Anti-Trump Republicans are in the minority so far — but they are standing their ground, raising money and preparing for battles to come. One, Rep. Adam Kinzinger of Illinois, has founded a political action committee to campaign for post-Trump Republicans.

“Would we lose the Proud Boys? Maybe. I’m fine with that,” he told my colleague Jennifer Haberkorn.

The main battlefield in the war is likely to become the ballot box, veteran Republican strategist Whit Ayres told me.

“The party is split between a governing faction and a populist faction,” he said. “The populist faction was there before Trump. They aren’t going away. They’ve become a dominant force in Republican primaries. They aren’t dominant among elected officials — but they may be, eventually, if they succeed in winning elections.”

“I don’t think it’s going to be resolved by 2022,” Ayres added. “It’s going to take until at least 2024. You’re going to have to go through a presidential cycle.”

Every political party faces a reckoning after it loses a presidential election. But the debate Republicans are holding is angrier and more dangerous than most, partly due to problems of their own making.

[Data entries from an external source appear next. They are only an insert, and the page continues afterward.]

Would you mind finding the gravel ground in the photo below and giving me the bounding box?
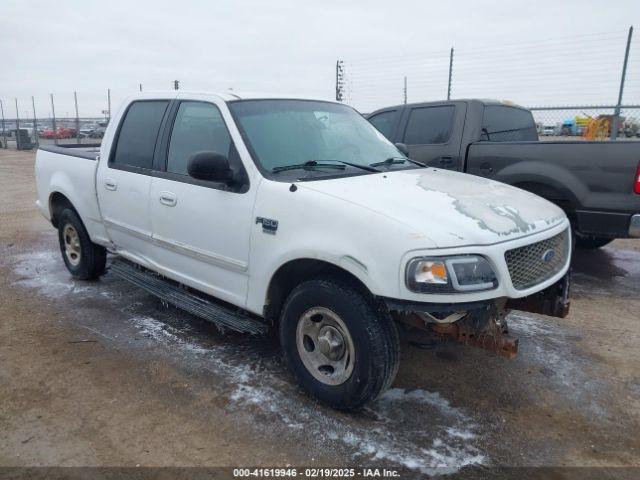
[0,150,640,476]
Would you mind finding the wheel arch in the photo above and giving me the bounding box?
[263,258,373,325]
[49,191,82,228]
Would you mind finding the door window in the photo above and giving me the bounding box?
[404,105,455,145]
[480,105,538,142]
[111,100,169,170]
[369,110,399,140]
[167,102,231,175]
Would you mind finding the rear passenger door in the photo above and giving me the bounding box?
[96,100,169,264]
[400,103,466,170]
[150,97,255,305]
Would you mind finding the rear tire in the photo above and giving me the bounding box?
[279,279,400,410]
[575,235,615,250]
[58,208,107,280]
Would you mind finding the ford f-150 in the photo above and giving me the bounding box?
[35,92,571,409]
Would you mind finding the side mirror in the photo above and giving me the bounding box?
[396,143,409,157]
[187,151,233,184]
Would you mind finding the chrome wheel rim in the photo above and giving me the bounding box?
[296,307,355,385]
[62,225,82,267]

In 2016, Trump looked like a political genius for turning out voters who would have stayed home for a less colorful candidate. But under Trump, the GOP became a narrow, shrinking party, dependent on that base of angry, almost entirely white conservative voters. Still, the base he built is now the dominant force in the Republican electorate, especially in primary elections — and GOP officeholders know it.

The Republicans’ struggle is over more basic principles: telling the truth, respecting the Constitution, keeping political battles nonviolent, accepting the outcomes of elections — and making sure the term “civil war” remains only a figure of speech.